Publié par Zazimutine

Brèves de bouchons

Mardi dernier, un petit grain de sable s'est glissé dans ma routine matinale: j'ai mis 2h10 pour effectuer le trajet jusqu'à mon travail, au lieu de 50 minutes. (Je le savais pourtant qu'en calèche j'allais mettre 3 fois plus de temps, le maréchal ferrant m'avait prévenue quand je lui avais amené mon âne à ferrer).

Plus prosaïquement: mardi matin, je me suis retrouvée coincée une heure sur la quatre-voies pour cause de bétaillère renversée. Une bétaillère pleine de cochons. Il n'en fallait pas plus pour que mon imagination parte en vadrouille, l'ennui étant, depuis toujours, un moteur extrêmement efficace pour mon cerveau quelque peu déjanté.

Pendant cette heure passée à attendre, j'ai réfléchi. Oh pas à l'état du monde, pas à celui de la France, non. Je n'ai pas non plus réfléchi au sens de la vie. Non, j'ai pensé aux cochons.

Je me suis demandée où allait ce camion rempli de cochons. Il y a fort à parier qu'il se dirigeait vers un lieu où l'espérance de vie du porcin dépasse rarement quelques minutes: l'abattoir. Alors j'ai imaginé...

Qu'est-il arrivé aux cochons accidentés? Sont-ils décédés sur le coup? Ont-ils péri des suites de leurs blessures? Les pompiers des cochons sont-ils venus les secourir? Les ont-ils emmaillotés de la tête aux pieds pour les amener aux urgences des cochons, même ceux qui s'en sortaient avec une petite entorse? (ceux qui ont bossé aux urgences une fois dans leur vie savent!). Ont-ils, comme dans Grey's Anatomy, hurlé aux internes vétérinaires qui attendaient devant l'entrée des urgences  en se racontant leur vie sexuelle: "accident véhicule lourd, cochon passager, Glasgow à 3, saturation à 60, arrêt cardiaque pendant le transport!!!!". Une interne s'est-elle mis à califourchon sur un cochon pour le réanimer?

Et les cochons rescapés, qu'ont-ils pensé lors de cet accident? Savaient-ils qu'ils partaient pour leur dernier voyage? Ou bien s'imaginaient-ils partir en sortie-cochon à la plage? Ont-il goûté au sentiment de liberté retrouvée en s'égayant tout autour du lieu de l'accident?

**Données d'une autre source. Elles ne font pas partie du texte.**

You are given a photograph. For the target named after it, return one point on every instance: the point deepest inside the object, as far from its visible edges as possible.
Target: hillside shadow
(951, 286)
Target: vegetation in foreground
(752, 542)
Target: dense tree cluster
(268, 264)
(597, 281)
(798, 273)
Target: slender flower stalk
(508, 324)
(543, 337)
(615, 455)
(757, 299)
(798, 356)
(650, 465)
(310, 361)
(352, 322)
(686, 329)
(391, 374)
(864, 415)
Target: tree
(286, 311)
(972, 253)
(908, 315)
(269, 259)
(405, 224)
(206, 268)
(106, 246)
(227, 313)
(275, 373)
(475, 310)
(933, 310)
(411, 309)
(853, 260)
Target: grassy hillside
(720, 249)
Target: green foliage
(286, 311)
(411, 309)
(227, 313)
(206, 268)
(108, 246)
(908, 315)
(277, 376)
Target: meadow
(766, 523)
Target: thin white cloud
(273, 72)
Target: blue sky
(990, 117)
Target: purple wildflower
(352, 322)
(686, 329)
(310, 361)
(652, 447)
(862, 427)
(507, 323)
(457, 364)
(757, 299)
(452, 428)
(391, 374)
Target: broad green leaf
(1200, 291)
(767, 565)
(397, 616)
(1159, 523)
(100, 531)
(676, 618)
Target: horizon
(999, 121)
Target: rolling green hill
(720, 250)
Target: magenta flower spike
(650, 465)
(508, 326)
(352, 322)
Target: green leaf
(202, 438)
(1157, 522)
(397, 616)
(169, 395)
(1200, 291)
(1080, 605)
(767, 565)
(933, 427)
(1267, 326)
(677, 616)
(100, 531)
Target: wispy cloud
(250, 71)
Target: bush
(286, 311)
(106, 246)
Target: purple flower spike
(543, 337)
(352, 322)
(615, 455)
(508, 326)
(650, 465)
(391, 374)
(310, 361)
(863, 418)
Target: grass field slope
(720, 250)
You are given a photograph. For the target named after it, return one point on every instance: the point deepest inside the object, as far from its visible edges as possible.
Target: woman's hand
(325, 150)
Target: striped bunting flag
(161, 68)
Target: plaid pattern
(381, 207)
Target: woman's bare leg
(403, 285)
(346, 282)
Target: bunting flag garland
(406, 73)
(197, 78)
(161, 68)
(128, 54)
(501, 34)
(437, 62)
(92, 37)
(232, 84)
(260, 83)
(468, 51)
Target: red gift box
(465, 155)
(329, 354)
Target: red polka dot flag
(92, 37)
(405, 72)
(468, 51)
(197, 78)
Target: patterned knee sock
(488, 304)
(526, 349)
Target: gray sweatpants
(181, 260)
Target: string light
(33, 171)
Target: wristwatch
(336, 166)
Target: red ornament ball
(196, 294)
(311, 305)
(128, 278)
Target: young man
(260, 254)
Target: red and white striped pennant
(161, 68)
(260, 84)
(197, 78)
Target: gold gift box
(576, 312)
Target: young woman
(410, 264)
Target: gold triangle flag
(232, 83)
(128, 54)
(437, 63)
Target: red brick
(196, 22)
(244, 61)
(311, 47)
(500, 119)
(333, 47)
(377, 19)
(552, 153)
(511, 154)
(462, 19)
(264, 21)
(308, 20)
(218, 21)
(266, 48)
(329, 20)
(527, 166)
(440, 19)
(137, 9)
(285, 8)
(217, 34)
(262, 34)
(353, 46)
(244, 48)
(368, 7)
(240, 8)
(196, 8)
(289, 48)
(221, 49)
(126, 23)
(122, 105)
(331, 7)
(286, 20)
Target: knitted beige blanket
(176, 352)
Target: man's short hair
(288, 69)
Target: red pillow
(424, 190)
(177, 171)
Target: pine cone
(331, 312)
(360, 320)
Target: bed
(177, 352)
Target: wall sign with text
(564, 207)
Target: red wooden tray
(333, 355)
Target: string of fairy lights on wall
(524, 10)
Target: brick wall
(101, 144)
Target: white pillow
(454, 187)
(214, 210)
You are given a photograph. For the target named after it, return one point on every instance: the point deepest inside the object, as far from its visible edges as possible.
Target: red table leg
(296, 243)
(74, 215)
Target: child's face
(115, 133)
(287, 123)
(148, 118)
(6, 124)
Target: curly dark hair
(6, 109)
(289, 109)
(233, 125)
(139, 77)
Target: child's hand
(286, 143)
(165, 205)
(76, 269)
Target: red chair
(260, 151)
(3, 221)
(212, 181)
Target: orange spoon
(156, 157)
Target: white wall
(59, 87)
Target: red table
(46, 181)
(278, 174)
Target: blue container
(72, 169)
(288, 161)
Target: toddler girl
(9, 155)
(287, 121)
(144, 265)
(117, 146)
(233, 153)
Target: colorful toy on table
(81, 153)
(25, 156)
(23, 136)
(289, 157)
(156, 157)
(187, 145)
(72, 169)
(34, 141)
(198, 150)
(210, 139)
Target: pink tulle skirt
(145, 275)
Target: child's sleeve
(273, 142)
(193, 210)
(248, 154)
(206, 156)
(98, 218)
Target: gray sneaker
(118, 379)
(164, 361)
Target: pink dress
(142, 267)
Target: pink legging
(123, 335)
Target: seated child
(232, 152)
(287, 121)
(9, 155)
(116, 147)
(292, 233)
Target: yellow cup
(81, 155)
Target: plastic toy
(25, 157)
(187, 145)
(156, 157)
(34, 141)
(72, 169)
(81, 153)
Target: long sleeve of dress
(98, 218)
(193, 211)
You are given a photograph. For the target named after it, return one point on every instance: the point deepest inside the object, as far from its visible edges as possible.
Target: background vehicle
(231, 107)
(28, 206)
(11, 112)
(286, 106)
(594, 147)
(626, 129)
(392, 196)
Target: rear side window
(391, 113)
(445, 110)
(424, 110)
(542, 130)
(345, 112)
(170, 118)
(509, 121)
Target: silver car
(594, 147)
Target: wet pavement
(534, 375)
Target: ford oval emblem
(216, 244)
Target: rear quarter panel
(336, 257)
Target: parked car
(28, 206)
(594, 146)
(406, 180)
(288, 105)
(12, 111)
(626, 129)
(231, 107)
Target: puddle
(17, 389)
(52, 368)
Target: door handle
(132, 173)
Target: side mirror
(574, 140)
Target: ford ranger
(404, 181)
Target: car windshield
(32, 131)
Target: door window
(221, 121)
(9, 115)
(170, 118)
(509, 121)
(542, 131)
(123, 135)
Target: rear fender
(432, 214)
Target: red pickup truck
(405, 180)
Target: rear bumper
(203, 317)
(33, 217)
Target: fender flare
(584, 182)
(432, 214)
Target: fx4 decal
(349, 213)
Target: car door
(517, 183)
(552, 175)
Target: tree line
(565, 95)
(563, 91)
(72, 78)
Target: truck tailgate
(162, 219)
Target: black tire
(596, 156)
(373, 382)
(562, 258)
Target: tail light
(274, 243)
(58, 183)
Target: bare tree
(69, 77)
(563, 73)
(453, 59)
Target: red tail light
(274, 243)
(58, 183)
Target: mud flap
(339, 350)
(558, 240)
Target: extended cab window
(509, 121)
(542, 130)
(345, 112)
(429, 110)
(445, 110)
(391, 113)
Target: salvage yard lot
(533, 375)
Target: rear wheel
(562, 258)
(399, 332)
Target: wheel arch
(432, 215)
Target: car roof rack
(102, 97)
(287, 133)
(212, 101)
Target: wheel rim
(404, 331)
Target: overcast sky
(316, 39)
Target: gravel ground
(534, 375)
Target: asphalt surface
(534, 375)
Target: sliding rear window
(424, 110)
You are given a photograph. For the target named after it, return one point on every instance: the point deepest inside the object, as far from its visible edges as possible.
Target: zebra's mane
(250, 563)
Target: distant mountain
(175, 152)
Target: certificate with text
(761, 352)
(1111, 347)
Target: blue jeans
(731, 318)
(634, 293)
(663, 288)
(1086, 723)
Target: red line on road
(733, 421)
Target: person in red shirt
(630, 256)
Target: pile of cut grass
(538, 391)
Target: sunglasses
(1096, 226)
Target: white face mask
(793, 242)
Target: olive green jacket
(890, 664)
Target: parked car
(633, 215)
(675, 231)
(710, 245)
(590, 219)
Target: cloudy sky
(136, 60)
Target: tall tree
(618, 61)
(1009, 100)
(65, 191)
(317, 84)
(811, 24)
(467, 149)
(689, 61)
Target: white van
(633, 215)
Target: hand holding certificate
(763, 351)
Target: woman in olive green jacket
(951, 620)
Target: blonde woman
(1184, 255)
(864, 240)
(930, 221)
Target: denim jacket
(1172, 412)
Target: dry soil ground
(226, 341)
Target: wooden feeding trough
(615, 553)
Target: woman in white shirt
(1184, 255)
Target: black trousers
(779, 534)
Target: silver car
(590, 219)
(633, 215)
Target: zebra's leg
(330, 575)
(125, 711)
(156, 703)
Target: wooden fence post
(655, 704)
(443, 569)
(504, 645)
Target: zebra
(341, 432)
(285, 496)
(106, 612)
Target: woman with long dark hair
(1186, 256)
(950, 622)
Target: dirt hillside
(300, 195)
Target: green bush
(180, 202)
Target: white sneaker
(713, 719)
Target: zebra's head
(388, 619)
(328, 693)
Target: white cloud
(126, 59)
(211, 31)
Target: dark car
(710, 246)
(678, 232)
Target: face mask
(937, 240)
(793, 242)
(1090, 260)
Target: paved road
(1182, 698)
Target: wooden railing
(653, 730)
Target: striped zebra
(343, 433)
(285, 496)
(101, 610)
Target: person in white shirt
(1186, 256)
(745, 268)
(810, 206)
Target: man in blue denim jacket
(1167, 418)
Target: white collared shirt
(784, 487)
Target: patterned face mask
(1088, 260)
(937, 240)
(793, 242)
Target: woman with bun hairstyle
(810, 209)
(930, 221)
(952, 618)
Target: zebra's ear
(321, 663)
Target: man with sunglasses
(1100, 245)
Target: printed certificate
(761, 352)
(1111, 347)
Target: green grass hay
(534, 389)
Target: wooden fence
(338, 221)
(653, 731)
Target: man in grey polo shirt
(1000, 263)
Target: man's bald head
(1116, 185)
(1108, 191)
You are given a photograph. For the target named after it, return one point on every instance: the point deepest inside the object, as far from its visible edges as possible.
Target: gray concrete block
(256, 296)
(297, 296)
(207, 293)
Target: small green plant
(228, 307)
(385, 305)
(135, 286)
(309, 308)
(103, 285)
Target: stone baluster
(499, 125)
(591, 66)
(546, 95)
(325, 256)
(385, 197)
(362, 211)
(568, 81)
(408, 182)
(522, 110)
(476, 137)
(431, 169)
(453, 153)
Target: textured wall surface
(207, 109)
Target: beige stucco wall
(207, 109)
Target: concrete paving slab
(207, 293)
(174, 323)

Ont-ils essayé de courir à toutes jambes (qu'ils ont fort petites) pour fuir leur destin? Se sont-ils sentis pousser des ailes? Ont-ils élaboré une stratégie pour s'en sortir? Ont-ils créé des groupes d'entraide, ou bien au contraire ont-ils joué le chacun pour soi?

Le sort de ces cochons était-il une métaphore de celui des français dans l'entre deux tours (passage philosophique de ma réflexion)?

Bref, je me suis un peu laissée emporter.

Et puis hier j'ai lu le journal local, on y parlait de cet accident. J'ai su que 15 cochons étaient décédés dans l'accident. Qu'une centaine de cochons s'était enfuie. Que l'un d'entre eux avait percuté un fourgon arrivant en face.

L'article ne relatait pas le sort des rescapés... J'ai envie de croire que certains cochons coulent désormais des jours heureux dans une flaque de boue au soleil... pas vous?

 

PS: le plus important, les deux conducteurs des véhicules (la bétaillère et le fourgon arrivant en face)  s'en sont sortis indemnes; sinon je ne me serais pas permise d'écrire cet article.